1 files changed, 113 insertions, 29 deletions
diff --git a/drivers/gpu/drm/amd/amdgpu/amdgpu_sync.c b/drivers/gpu/drm/amd/amdgpu/amdgpu_sync.c
index 090e66a1b284..d6ae9974c952 100644
--- a/drivers/gpu/drm/amd/amdgpu/amdgpu_sync.c
+++ b/drivers/gpu/drm/amd/amdgpu/amdgpu_sync.c
@@ -135,11 +135,16 @@ static bool amdgpu_sync_add_later(struct amdgpu_sync *sync, struct dma_fence *f)

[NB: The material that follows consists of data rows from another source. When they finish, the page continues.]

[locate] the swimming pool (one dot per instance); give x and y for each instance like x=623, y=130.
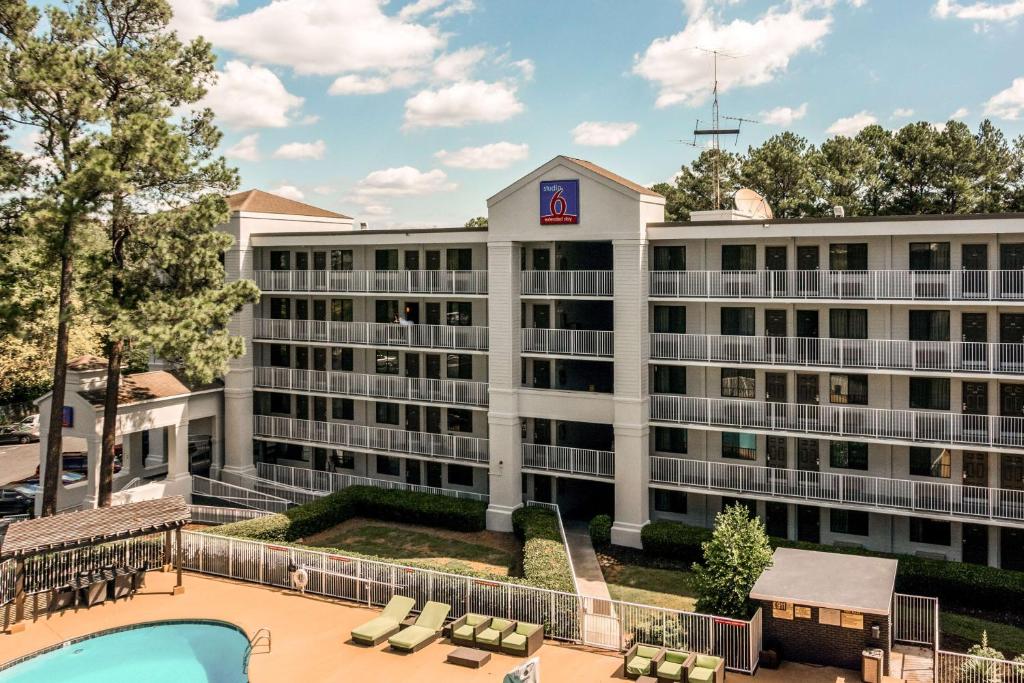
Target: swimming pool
x=192, y=651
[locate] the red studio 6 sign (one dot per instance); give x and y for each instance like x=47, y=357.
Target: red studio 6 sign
x=559, y=202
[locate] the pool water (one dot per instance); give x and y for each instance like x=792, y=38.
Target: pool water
x=162, y=652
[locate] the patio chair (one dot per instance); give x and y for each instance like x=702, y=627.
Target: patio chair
x=523, y=641
x=376, y=631
x=465, y=628
x=426, y=630
x=642, y=660
x=707, y=669
x=675, y=667
x=491, y=638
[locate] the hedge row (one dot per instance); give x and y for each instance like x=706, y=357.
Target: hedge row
x=956, y=585
x=545, y=560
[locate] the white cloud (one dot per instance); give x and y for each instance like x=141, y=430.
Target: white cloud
x=682, y=73
x=783, y=116
x=402, y=181
x=488, y=157
x=289, y=191
x=247, y=96
x=603, y=133
x=1008, y=103
x=301, y=151
x=245, y=150
x=461, y=103
x=852, y=125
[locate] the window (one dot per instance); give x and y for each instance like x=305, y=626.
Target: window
x=848, y=324
x=848, y=257
x=460, y=420
x=670, y=501
x=737, y=383
x=460, y=475
x=929, y=530
x=737, y=321
x=929, y=255
x=670, y=379
x=853, y=522
x=848, y=455
x=460, y=367
x=670, y=319
x=739, y=445
x=929, y=326
x=387, y=363
x=670, y=258
x=670, y=439
x=342, y=409
x=848, y=389
x=930, y=393
x=929, y=462
x=388, y=466
x=387, y=414
x=460, y=313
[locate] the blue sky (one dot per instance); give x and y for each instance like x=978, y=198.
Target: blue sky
x=613, y=81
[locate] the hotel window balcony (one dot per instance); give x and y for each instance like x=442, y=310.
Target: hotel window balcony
x=876, y=494
x=843, y=422
x=854, y=285
x=374, y=334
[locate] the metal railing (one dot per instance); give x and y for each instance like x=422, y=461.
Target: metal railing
x=383, y=282
x=373, y=334
x=858, y=285
x=569, y=460
x=568, y=342
x=455, y=392
x=566, y=283
x=843, y=421
x=853, y=353
x=317, y=480
x=468, y=449
x=848, y=489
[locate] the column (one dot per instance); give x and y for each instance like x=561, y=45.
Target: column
x=632, y=412
x=504, y=363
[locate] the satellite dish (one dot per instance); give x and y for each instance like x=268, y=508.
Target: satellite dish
x=752, y=204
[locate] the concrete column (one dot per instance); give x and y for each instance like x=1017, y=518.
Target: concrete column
x=504, y=374
x=632, y=412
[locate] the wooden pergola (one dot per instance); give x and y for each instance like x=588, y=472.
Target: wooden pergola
x=23, y=540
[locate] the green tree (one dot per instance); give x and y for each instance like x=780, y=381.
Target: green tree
x=736, y=555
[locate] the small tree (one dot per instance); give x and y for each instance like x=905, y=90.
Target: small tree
x=736, y=555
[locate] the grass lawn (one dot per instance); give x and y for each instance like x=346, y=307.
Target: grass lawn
x=449, y=551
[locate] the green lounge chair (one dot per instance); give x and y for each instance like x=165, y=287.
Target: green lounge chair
x=465, y=628
x=376, y=631
x=523, y=641
x=675, y=667
x=642, y=660
x=708, y=669
x=426, y=630
x=491, y=638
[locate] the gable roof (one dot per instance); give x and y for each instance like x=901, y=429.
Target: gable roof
x=256, y=201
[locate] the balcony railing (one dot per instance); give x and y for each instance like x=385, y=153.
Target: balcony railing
x=374, y=334
x=568, y=342
x=860, y=285
x=383, y=282
x=835, y=421
x=455, y=392
x=566, y=283
x=857, y=353
x=372, y=438
x=568, y=460
x=877, y=493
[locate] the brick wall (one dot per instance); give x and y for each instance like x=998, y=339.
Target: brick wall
x=808, y=640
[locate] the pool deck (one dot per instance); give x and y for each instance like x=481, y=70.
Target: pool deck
x=310, y=639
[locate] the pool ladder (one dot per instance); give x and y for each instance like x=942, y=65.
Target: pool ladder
x=261, y=637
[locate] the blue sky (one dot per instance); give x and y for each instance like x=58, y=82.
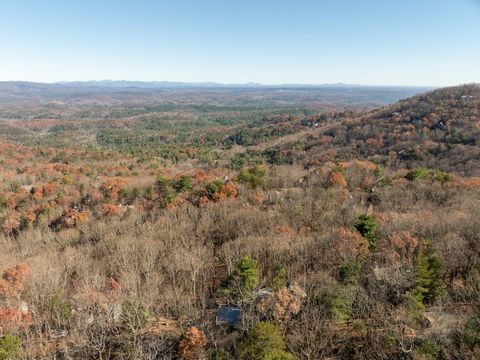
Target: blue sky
x=383, y=42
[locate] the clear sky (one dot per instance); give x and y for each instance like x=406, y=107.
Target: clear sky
x=383, y=42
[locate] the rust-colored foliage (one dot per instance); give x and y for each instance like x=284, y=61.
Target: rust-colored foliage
x=37, y=193
x=11, y=223
x=259, y=197
x=13, y=278
x=281, y=305
x=337, y=179
x=347, y=245
x=284, y=230
x=192, y=343
x=399, y=247
x=227, y=191
x=108, y=209
x=13, y=319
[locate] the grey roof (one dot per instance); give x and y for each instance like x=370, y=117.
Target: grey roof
x=229, y=315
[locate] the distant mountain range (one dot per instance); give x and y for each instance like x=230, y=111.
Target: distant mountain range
x=181, y=85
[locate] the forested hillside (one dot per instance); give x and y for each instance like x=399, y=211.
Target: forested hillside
x=204, y=229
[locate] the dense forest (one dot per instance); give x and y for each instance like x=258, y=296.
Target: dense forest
x=239, y=224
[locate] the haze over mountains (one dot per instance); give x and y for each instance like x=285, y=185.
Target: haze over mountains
x=180, y=222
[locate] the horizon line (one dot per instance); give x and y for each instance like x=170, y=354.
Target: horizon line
x=227, y=84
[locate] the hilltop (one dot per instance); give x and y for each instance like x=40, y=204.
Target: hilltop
x=438, y=129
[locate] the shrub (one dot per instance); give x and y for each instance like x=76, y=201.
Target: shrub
x=429, y=285
x=249, y=272
x=337, y=302
x=442, y=177
x=264, y=342
x=417, y=174
x=280, y=278
x=213, y=187
x=10, y=347
x=220, y=354
x=253, y=176
x=183, y=184
x=243, y=281
x=469, y=336
x=167, y=197
x=366, y=225
x=427, y=350
x=349, y=271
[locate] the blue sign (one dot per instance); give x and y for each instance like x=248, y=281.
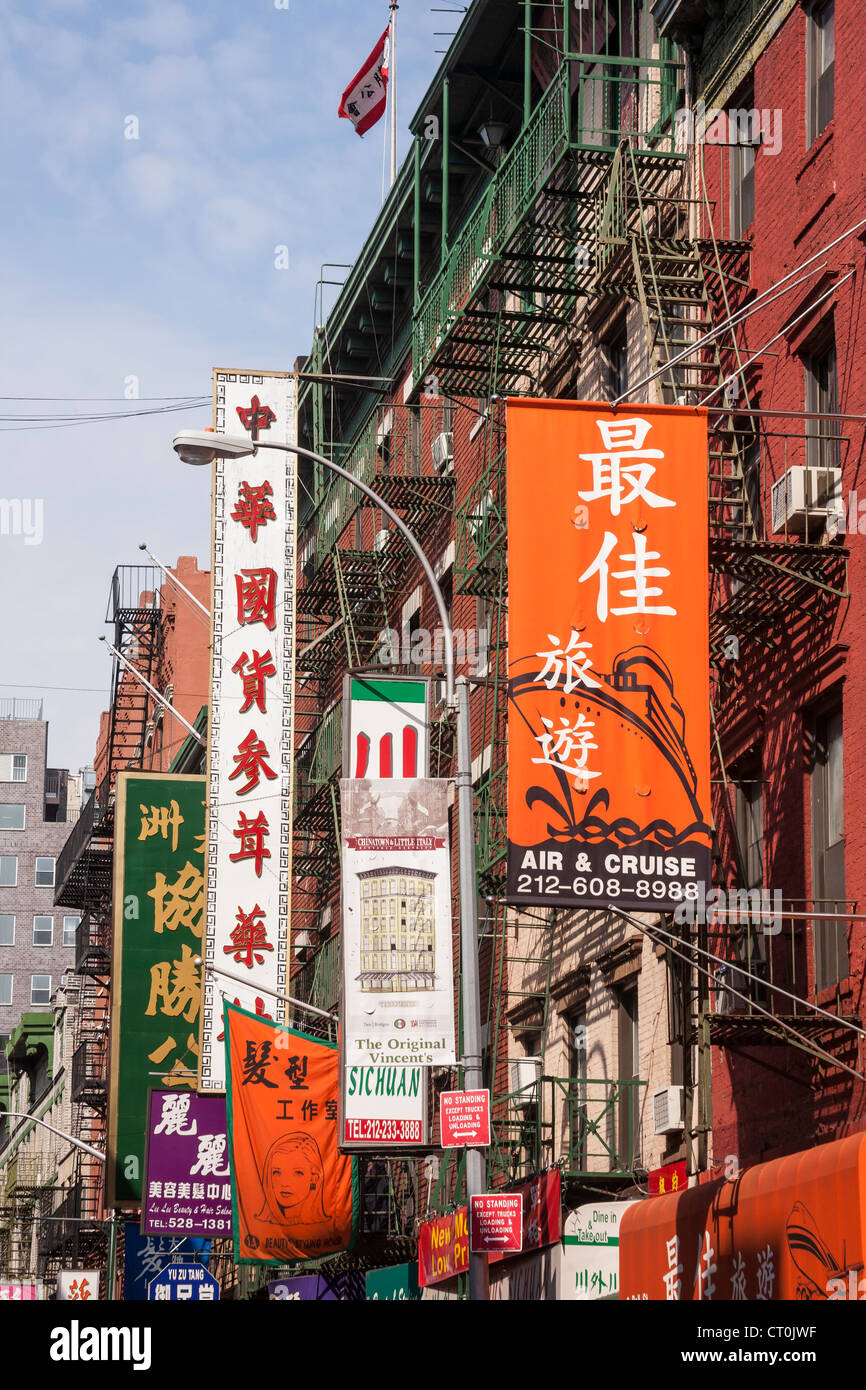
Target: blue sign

 	struct amdgpu_sync_entry *e;
 
 	hash_for_each_possible(sync->fences, e, node, f->context) {
-		if (unlikely(e->fence->context != f->context))
-			continue;
+		if (dma_fence_is_signaled(e->fence)) {
+			dma_fence_put(e->fence);
+			e->fence = dma_fence_get(f);
+			return true;
+		}
 
-		amdgpu_sync_keep_later(&e->fence, f);
-		return true;
+		if (likely(e->fence->context == f->context)) {
+			amdgpu_sync_keep_later(&e->fence, f);
+			return true;
+		}
 	}
 	return false;
 }
@@ -149,10 +154,12 @@ static bool amdgpu_sync_add_later(struct amdgpu_sync *sync, struct dma_fence *f)
  *
  * @sync: sync object to add fence to
  * @f: fence to sync to
+ * @flags: memory allocation flags to use when allocating sync entry
  *
  * Add the fence to the sync object.
  */
-int amdgpu_sync_fence(struct amdgpu_sync *sync, struct dma_fence *f)
+int amdgpu_sync_fence(struct amdgpu_sync *sync, struct dma_fence *f,
+		      gfp_t flags)
 {
 	struct amdgpu_sync_entry *e;
 
@@ -162,7 +169,7 @@ int amdgpu_sync_fence(struct amdgpu_sync *sync, struct dma_fence *f)
 	if (amdgpu_sync_add_later(sync, f))
 		return 0;
 
-	e = kmem_cache_alloc(amdgpu_sync_slab, GFP_KERNEL);
+	e = kmem_cache_alloc(amdgpu_sync_slab, flags);
 	if (!e)
 		return -ENOMEM;
 
@@ -191,7 +198,8 @@ static bool amdgpu_sync_test_fence(struct amdgpu_device *adev,
 
 	/* Never sync to VM updates either. */
 	if (fence_owner == AMDGPU_FENCE_OWNER_VM &&
-	    owner != AMDGPU_FENCE_OWNER_UNDEFINED)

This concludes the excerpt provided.